During the summer months I seemed in good company, but as Jack Frost's outings became evermore frequent, I noted a pointed decrease in fellow ankle barers. Whilst this doesn't waver my propensity for the mini trend, I felt saddened by the lack of imagination put forth by others. 

For some, winter and summer require separate wardrobes, which I'm all for I might add. But divvying up your sartorial treasures based purely upon weather conditions is just plain outrageous - not to mention restrictive. I value my clothes waaaay too much to banish them off to the vacuum packed realms of storage bag life for half of the year. 

So I choose not to.

I just squish it all in there, vests mixed with jumpers, short sleeves, long sleeves, all getting friendly and my trusty jeans/trousers all folded and replete with cuffed ankles ready for wear any and every day of the week. Trust me, embracing the cooling breeze at your exposed heels is refreshing. I'd go so far as to say it's replacing the décolletage in the sexy stakes. 

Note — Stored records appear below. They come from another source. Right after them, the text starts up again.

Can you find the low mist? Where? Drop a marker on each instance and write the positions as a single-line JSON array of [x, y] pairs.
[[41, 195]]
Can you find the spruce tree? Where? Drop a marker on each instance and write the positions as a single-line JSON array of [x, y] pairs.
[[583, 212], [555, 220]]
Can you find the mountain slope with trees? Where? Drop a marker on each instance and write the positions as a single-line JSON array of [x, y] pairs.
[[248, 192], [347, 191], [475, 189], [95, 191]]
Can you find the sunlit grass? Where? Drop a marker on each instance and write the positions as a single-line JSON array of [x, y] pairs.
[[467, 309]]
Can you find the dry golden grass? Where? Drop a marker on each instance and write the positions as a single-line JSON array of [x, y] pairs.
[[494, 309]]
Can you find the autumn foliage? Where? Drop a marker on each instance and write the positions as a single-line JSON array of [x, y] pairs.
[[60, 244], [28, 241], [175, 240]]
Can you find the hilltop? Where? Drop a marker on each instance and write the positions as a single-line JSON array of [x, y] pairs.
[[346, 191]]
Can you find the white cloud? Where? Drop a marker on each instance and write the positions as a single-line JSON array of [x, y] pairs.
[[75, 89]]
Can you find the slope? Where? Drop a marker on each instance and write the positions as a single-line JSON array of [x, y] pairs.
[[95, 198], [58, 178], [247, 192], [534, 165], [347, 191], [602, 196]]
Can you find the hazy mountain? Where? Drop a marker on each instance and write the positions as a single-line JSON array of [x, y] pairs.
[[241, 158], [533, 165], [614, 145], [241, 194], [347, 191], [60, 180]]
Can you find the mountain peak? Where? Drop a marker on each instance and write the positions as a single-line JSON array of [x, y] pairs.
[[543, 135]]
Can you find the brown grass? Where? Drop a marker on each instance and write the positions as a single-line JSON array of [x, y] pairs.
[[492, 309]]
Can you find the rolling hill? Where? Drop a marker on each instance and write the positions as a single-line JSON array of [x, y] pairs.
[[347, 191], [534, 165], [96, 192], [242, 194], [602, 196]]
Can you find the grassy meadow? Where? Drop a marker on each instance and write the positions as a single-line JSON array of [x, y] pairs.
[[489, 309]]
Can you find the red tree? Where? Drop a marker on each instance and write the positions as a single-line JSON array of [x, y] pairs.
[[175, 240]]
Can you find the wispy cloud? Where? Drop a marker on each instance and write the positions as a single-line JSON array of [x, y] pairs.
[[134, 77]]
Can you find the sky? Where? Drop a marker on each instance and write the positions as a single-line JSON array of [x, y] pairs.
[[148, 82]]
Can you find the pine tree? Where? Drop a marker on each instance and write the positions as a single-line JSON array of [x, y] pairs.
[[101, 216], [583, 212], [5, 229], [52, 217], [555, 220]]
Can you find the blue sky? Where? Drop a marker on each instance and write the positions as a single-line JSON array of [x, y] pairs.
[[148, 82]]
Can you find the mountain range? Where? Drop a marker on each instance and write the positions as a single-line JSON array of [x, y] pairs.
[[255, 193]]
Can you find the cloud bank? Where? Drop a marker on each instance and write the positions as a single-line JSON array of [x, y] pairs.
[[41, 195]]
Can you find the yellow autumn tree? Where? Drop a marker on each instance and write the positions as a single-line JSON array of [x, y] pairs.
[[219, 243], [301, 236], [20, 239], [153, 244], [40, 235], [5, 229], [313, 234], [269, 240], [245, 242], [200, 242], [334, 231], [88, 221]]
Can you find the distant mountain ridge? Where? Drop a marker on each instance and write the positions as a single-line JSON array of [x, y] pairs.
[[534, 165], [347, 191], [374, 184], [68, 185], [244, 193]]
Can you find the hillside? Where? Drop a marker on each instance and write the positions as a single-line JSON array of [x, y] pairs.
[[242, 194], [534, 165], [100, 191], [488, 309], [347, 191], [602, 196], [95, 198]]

(What's black & white & tanned all over? A seriously fashionable girl. Duh!)

And all you need to put your best foot forward is a pair of…socks. Yes! That underwhelming present you received a mere four days ago, is now your most profitable companion. Clash your fancy pants with those slightly weird, but also weirdly cute, animal patterned socks; add a frill at your heel or a sparkle to your step with any of the various pairs scattered around the highstreet. 

Alternatively give a subtle nod to the 90's (because, yep, all things 90's related seem to be around well into the new year - which I'm not altogether saddened about!) with Spice Girls approved chunky, platform boots. Anything that allows your footwear to be the main focus in your ensemble is A-OKAY with me and a good ol' ankle grazer allows just that. Swell, right?
(OR try a little military style cropped action. I like it!!)

Lastly, there's the option that only the brave, unfeeling and hardiest of fashionista's should attempt. It's the bare back method: cuff like you've never cuffed before, insert foot into your choice of footwear and ride the breeze my friend. I will warn you though, that eventually you will get to the point when both appendages reach total numbness, which pretty much feels like you're walking on air.            
(Ankles first ladies)

And seriously, in spite of the potential arthritic implications of year round exposure, when my ankles became my accessory of choice that's exactly how I felt - like I was walking on air!    

(Images via: Face It tumblr - Seriously check it out for some awesome inspiration!)